It’s OK not to share your diagnosis with friends and family until you’re ready: Some people may think they need to tell everyone right away when they receive a cancer diagnosis, but this isn’t true. It is completely fine to take your time, identify who your trusted people are, and share with them first. There is absolutely nothing wrong with that and there is no rule that everyone in the world needs to know you have cancer if you would rather it be private. Every journey is different and doing what feels right to you when it comes to sharing your diagnosis is the most important thing.

Cancer is a horrible and terrifying disease. There is so much great information out there, but sometimes it is very difficult to filter out the noise. What causes cancer? Can it be prevented? How do you detect it? What are the odds of survival today? What are the different forms of cancer? What are the best treatments? And what is the best way to support someone impacted by cancer?

In this interview series called, “5 Things Everyone Needs To Know About Cancer” we are talking to experts about cancer such as oncologists, researchers, and medical directors to address these questions. As a part of this interview series, I had the pleasure of interviewing Dr. Meera Ravindranathan.

Dr. Meera Ravindranathan is a Medical Director at Iris by OncoHealth. Dr.
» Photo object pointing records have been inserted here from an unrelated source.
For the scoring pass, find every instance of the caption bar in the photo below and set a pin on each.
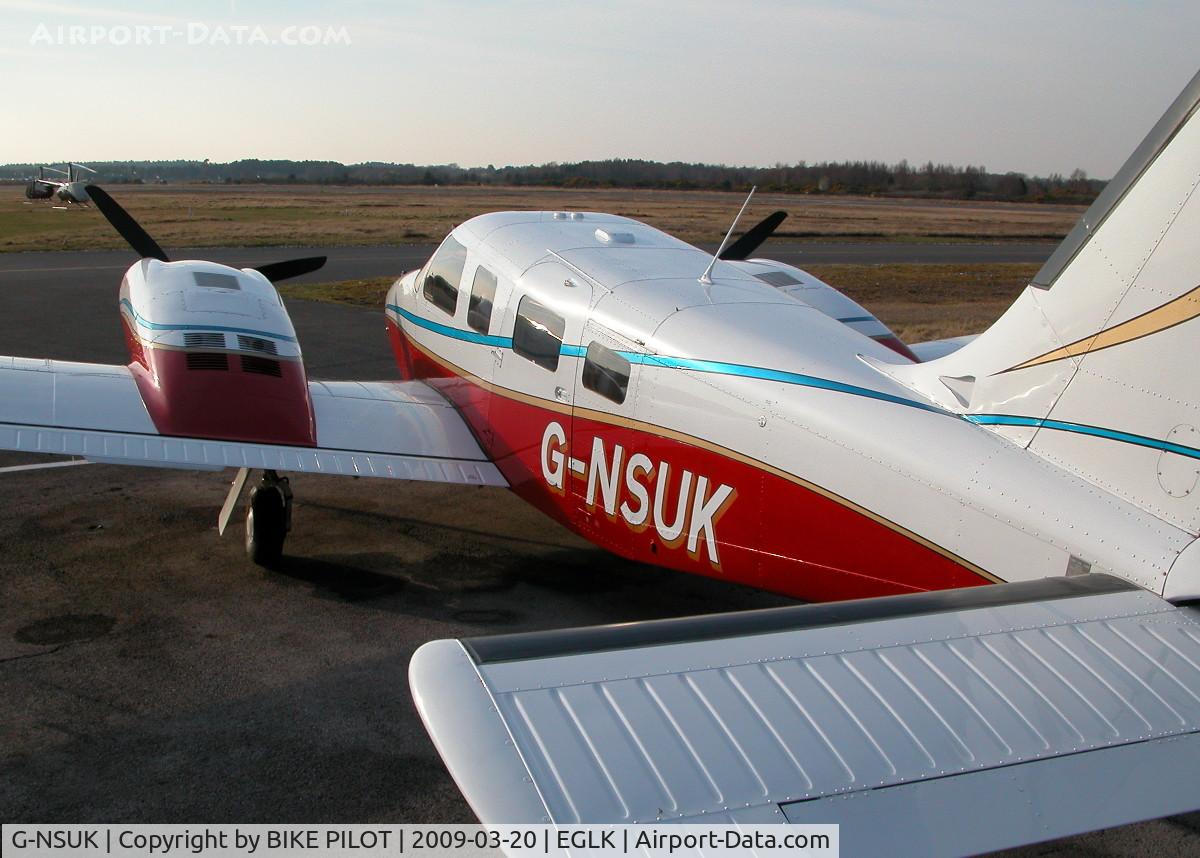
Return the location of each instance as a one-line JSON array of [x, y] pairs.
[[430, 841]]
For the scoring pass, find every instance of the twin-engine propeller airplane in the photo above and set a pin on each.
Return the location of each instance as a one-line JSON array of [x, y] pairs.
[[737, 418]]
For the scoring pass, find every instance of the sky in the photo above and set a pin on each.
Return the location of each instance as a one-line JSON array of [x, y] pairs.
[[1032, 87]]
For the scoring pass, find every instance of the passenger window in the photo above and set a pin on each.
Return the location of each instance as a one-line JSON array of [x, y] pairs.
[[606, 372], [483, 294], [444, 274], [538, 334]]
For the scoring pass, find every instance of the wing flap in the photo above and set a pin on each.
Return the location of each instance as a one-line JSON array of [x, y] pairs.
[[395, 430], [817, 715]]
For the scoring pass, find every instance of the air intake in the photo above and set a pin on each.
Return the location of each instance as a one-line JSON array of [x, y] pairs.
[[257, 345], [262, 366], [204, 340], [208, 360]]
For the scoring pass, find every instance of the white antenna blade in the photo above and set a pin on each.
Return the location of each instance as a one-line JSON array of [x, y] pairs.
[[706, 279]]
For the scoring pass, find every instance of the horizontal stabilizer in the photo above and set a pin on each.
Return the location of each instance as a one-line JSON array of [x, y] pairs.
[[942, 723]]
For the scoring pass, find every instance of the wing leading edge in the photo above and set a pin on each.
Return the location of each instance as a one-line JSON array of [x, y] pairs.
[[934, 724], [397, 430]]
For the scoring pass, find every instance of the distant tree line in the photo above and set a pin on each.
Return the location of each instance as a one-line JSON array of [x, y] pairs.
[[943, 181]]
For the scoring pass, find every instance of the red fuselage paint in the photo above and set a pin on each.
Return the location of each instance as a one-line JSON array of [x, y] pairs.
[[223, 405], [771, 531]]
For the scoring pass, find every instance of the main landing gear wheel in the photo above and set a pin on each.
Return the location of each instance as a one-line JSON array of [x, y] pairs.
[[268, 520]]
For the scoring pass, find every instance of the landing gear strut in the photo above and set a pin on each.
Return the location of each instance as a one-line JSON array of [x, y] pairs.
[[268, 519]]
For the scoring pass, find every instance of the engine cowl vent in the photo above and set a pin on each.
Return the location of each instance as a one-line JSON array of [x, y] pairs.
[[208, 360], [204, 340], [257, 345], [262, 366]]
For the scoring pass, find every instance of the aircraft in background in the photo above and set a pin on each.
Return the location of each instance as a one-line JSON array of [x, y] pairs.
[[72, 191], [735, 417]]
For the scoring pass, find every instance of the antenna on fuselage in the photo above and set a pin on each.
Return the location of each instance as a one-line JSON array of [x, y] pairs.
[[706, 279]]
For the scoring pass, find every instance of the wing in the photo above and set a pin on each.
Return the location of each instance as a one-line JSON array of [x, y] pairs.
[[400, 430], [934, 724]]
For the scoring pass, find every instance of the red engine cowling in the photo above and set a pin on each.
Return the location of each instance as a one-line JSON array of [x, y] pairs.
[[215, 354]]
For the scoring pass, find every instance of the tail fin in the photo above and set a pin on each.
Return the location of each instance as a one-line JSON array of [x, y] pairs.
[[1097, 365]]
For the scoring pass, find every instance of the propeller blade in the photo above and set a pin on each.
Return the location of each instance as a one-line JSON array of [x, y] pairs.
[[276, 271], [748, 244], [130, 229]]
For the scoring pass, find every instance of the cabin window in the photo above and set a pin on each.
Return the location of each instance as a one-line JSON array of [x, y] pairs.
[[443, 275], [606, 372], [538, 334], [483, 295]]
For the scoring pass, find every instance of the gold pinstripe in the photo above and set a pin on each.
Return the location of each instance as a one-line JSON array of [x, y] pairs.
[[1175, 312]]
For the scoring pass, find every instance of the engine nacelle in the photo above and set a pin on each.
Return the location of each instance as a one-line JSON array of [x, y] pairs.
[[215, 354]]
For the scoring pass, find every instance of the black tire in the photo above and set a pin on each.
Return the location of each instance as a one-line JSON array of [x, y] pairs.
[[265, 526]]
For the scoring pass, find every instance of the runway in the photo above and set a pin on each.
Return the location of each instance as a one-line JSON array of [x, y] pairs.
[[149, 673]]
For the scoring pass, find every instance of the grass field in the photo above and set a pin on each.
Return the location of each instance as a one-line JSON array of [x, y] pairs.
[[244, 215], [918, 303]]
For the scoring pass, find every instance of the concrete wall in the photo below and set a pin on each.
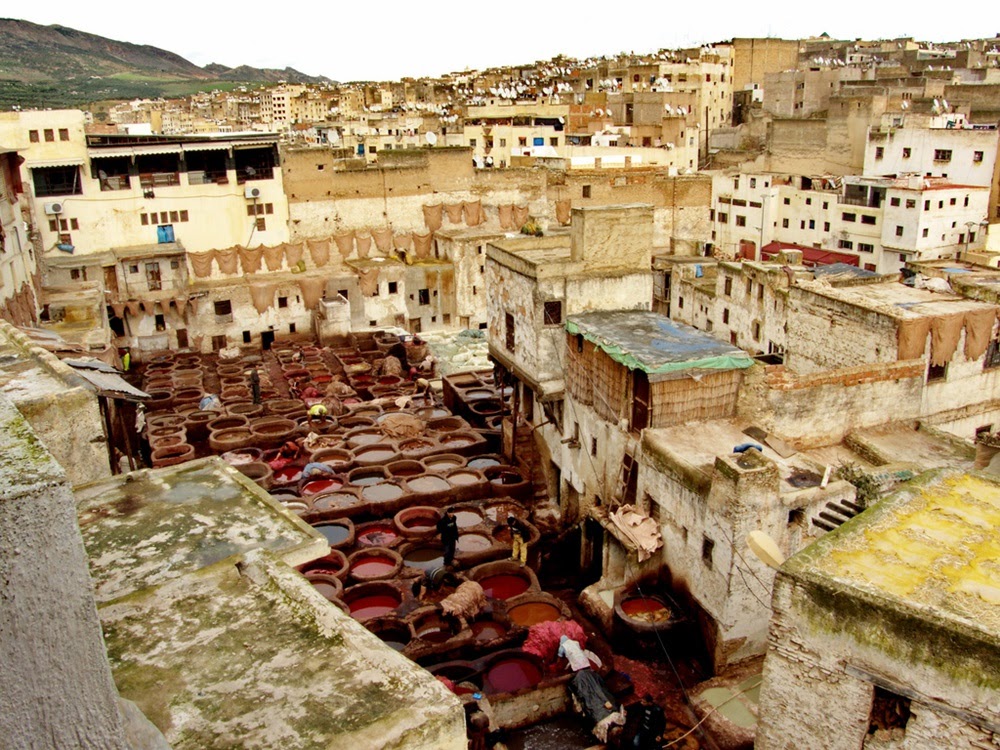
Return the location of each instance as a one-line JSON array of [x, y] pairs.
[[56, 683]]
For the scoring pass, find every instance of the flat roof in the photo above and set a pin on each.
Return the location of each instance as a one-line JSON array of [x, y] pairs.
[[931, 547], [654, 343]]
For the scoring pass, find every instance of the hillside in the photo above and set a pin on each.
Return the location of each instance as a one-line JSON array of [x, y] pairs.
[[55, 66]]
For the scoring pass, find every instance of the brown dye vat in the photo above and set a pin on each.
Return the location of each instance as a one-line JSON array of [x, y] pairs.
[[364, 436], [373, 564], [377, 534], [427, 484], [258, 472], [433, 628], [172, 455], [338, 459], [329, 586], [444, 462], [382, 493], [246, 409], [222, 441], [469, 544], [229, 422], [368, 600], [417, 522], [405, 468], [486, 631], [415, 447], [376, 454], [367, 476]]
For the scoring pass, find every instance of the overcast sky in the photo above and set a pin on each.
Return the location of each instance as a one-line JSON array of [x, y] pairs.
[[387, 40]]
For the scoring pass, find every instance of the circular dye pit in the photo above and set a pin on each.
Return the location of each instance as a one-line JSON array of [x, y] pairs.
[[334, 533], [483, 462], [373, 605], [511, 674], [532, 613], [316, 486], [487, 630], [467, 518], [372, 567], [382, 493], [427, 484], [424, 558], [288, 474], [504, 585], [473, 543]]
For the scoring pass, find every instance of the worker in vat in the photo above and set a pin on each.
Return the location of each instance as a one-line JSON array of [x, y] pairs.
[[518, 539], [447, 527], [318, 414]]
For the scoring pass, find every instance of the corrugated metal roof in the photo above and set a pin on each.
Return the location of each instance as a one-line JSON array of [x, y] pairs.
[[110, 383]]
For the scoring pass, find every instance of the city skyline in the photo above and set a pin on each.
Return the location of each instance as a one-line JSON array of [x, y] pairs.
[[380, 47]]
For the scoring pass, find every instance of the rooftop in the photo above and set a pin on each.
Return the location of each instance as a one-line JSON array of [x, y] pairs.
[[654, 343], [931, 546]]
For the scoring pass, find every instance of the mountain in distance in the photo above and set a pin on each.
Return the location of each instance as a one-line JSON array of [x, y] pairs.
[[55, 66]]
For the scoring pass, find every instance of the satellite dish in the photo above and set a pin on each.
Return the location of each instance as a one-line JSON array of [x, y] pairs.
[[765, 548]]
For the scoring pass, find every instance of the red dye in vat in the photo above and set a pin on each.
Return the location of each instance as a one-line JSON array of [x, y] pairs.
[[503, 586], [372, 567], [321, 485], [487, 630], [641, 605], [510, 675], [377, 536], [288, 474], [532, 613], [374, 605]]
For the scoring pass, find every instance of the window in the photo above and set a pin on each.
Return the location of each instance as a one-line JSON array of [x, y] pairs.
[[707, 547], [937, 372]]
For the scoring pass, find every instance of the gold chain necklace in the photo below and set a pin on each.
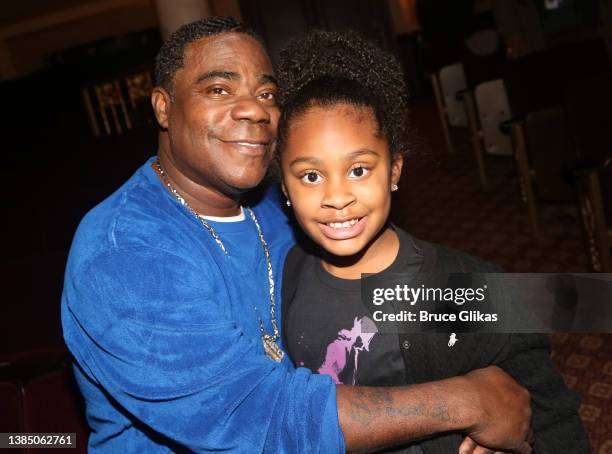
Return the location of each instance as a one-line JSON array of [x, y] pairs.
[[273, 351]]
Ravindranathan has more than 15 years of experience treating a wide range of cancers and is a graduate of the Virginia Commonwealth University School of Medicine. She maintains a part-time clinical practice in California and her passion is delivering excellent care and quality improvement in medicine.

Thank you so much for joining us in this interview series! Before we dive into the main focus of our interview, our readers would love to “get to know you” a bit better. Can you tell us a bit about your childhood backstory?

I’m the daughter of immigrants and my dad came to the United States during the 1960s to complete his medical training in Chicago and St. Louis. We ended up settling in a rural area of Southern Illinois where I graduated from a very small high school class of 90 students. My mom never had the opportunity to go to college, because in her childhood, the emphasis for women was getting married and starting a family. She always was the one who told me I should dream bigger, and she was ahead of her time back in the 80s and 90s in raising me with this mindset. I have a lot of that spirit in me from her.

What or who inspired you to pursue your career? We’d love to hear the story.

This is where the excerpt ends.